Our AI Visibility Audit starts by benchmarking your citation rate across your top buyer-intent queries against your three closest competitors, then delivers a prioritized roadmap of structural fixes ranked by expected pipeline impact. You get the data you need to justify the investment to your CFO, and a clear timeline for when results will appear in your attribution reports.


Site architecture done well is a compounding asset

Every internal link you add, every orphan page you reconnect, every breadcrumb trail you implement with schema markup adds to the semantic clarity that both search engines and AI systems use to understand your product.

The one-time audit matters, but the ongoing discipline matters more. Build quarterly architecture reviews into your process, run orphan page audits after every major content push, and treat internal linking as a first-class publishing step. When your CMO or executive team asks why MQL-to-opportunity conversion rates are improving, you'll have the structural foundation and attribution data to show that your technical fixes directly increased AI citation rates and pipeline contribution.

If your content is good but it's not ranking or being cited, the answer is almost always structural. Fix the architecture, and the content you've already invested in starts working harder.


Audit your site's AI readiness. Request a free AI Visibility Report from the Discovered Labs team at discoveredlabs.com and we'll benchmark your citation rate against your top three competitors, then show you exactly which structural gaps are costing you pipeline.


FAQs

What is the difference between site architecture and site structure?
These terms are interchangeable in practice, with "architecture" often referring to the planning phase and "structure" referring to the implemented result. Terakeet defines site architecture as the blueprint for how pages connect through navigation, URLs, and internal links.

How does internal linking affect SEO?
Internal links distribute PageRank across your site and signal which pages are most important to crawlers. They also define semantic relationships between topics, which AI retrieval systems use to build entity graphs for accurate citations.

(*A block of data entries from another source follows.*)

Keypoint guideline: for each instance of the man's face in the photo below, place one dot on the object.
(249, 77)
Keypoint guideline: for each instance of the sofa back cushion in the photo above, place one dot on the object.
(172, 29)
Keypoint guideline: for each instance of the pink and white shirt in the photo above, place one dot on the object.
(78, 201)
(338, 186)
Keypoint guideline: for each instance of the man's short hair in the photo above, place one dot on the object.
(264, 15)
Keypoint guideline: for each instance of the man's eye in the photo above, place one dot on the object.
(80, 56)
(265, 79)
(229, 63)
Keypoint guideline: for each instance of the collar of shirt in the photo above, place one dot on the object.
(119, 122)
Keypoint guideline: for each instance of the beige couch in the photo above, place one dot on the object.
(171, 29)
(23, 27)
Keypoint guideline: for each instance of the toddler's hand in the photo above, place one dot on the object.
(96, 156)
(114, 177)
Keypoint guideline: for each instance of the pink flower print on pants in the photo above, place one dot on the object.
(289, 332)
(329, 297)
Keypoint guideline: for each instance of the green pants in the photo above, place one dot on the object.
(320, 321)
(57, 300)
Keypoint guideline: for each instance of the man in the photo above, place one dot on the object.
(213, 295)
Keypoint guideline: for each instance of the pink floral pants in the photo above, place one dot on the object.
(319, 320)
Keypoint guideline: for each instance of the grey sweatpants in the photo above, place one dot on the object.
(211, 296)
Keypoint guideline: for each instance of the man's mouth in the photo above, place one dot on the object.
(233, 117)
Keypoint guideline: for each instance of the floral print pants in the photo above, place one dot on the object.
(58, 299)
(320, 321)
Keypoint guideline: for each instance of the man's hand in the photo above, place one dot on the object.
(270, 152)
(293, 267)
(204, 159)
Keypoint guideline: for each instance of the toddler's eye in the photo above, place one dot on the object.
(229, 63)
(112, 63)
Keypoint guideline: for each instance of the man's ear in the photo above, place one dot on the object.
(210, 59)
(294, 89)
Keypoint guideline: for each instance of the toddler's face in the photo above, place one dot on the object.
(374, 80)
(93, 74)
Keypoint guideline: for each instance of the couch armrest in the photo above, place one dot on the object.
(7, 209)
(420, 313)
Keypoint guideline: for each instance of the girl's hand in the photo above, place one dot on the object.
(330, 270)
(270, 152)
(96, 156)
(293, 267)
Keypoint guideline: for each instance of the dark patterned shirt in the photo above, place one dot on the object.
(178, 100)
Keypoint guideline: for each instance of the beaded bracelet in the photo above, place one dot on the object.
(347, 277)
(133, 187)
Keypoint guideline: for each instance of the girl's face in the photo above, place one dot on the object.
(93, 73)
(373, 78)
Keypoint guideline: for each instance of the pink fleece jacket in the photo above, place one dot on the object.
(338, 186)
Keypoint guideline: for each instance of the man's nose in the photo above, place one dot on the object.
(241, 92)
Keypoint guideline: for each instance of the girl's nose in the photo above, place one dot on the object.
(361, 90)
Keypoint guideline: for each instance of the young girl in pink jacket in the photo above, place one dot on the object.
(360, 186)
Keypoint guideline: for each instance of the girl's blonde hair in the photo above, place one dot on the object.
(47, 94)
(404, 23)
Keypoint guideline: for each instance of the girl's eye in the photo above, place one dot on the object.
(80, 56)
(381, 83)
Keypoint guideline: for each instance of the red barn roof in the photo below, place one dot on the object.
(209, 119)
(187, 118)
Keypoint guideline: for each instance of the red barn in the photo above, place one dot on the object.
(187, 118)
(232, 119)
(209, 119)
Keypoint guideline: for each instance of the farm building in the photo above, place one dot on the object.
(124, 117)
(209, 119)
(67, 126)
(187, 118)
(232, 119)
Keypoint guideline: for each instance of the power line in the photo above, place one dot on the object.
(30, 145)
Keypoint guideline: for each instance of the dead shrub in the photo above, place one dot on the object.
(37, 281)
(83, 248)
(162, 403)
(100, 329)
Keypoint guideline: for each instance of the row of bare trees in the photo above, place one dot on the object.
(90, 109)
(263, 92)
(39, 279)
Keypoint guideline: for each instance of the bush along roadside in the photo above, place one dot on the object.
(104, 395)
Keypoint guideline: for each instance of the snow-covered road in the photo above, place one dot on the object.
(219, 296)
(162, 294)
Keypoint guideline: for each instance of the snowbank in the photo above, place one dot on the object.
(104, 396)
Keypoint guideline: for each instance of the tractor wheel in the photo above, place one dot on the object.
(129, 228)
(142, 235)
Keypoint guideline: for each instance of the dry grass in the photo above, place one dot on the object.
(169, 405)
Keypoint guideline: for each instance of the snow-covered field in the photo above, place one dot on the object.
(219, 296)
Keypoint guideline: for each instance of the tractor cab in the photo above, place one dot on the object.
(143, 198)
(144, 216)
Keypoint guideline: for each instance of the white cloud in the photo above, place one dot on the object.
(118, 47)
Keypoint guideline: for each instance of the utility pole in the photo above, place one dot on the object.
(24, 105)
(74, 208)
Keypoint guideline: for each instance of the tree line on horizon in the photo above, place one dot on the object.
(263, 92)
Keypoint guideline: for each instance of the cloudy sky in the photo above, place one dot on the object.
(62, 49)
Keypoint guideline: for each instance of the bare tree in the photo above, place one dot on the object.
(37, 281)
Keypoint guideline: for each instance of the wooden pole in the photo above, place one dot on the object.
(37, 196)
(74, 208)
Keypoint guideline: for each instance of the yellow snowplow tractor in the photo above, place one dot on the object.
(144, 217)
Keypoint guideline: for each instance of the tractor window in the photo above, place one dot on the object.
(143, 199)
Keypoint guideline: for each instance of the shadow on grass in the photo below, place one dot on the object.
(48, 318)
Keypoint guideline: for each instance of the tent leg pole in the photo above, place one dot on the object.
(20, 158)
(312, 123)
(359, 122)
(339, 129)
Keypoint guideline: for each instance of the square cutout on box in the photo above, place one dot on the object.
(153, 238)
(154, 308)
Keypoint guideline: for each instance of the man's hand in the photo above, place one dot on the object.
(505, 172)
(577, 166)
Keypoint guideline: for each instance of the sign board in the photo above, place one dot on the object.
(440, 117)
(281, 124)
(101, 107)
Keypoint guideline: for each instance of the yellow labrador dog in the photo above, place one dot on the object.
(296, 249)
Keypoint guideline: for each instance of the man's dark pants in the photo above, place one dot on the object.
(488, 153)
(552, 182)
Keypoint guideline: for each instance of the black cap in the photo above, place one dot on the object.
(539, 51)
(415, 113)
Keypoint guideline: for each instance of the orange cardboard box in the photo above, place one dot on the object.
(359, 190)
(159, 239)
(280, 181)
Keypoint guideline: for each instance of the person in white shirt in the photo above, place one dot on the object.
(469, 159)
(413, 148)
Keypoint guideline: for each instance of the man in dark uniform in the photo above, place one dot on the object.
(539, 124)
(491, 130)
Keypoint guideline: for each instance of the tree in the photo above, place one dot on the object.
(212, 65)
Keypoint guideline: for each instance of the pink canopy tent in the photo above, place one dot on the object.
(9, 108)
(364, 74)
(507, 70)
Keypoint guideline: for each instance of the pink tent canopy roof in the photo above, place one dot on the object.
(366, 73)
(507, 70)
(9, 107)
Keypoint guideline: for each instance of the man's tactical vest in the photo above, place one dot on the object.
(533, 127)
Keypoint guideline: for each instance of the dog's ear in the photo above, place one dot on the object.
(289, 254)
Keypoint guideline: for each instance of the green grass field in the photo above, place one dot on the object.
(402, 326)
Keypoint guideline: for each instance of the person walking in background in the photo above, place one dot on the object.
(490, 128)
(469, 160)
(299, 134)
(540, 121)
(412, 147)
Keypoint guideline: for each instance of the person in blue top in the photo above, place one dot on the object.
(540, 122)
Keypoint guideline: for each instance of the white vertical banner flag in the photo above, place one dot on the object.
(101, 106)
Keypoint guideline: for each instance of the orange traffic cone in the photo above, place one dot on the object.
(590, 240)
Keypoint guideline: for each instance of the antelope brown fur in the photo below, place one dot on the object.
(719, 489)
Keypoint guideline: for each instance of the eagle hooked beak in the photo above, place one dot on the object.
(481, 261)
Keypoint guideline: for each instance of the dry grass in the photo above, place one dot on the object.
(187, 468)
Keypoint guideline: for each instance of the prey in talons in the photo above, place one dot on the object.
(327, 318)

What is a shallow site structure?
A shallow site structure means every page is reachable within three clicks of the homepage. Search Engine Journal confirms that Google treats pages deeper in the hierarchy as less important, so keeping click depth low directly improves crawl frequency and ranking potential.

Why are breadcrumbs important for SEO?
Breadcrumbs with JSON-LD schema markup reinforce your site hierarchy for both users and crawlers, helping AI systems understand parent-child page relationships. Sitechecker confirms that breadcrumb schema helps search engines index pages more accurately.


Key terms glossary

Crawl budget: The number of pages a search engine bot will crawl on your site within a given time period. Wasting crawl budget on low-value pages reduces how frequently your revenue-generating pages are indexed.

Orphan page: A page that has no internal links pointing to it from other pages on your site. Orphan pages are difficult for bots to discover through normal link traversal and rarely accumulate the link equity needed to rank.

Entity graph: The structured map of entities (your product, features, use cases, integrations) and the relationships between them, expressed through your URL hierarchy, internal linking, and schema markup. AI retrieval systems use this graph to understand and cite your content accurately.

Breadcrumb navigation: A secondary navigation element that shows users and crawlers the hierarchical path from the current page back to the homepage. When paired with JSON-LD schema markup, breadcrumbs become machine-readable signals about your site's information architecture.

Information architecture (IA): The broader practice of organizing, labeling, and structuring all content on a site to ensure usability and findability. SEO site structure is a subset of IA, focusing specifically on how pages connect through links and URLs.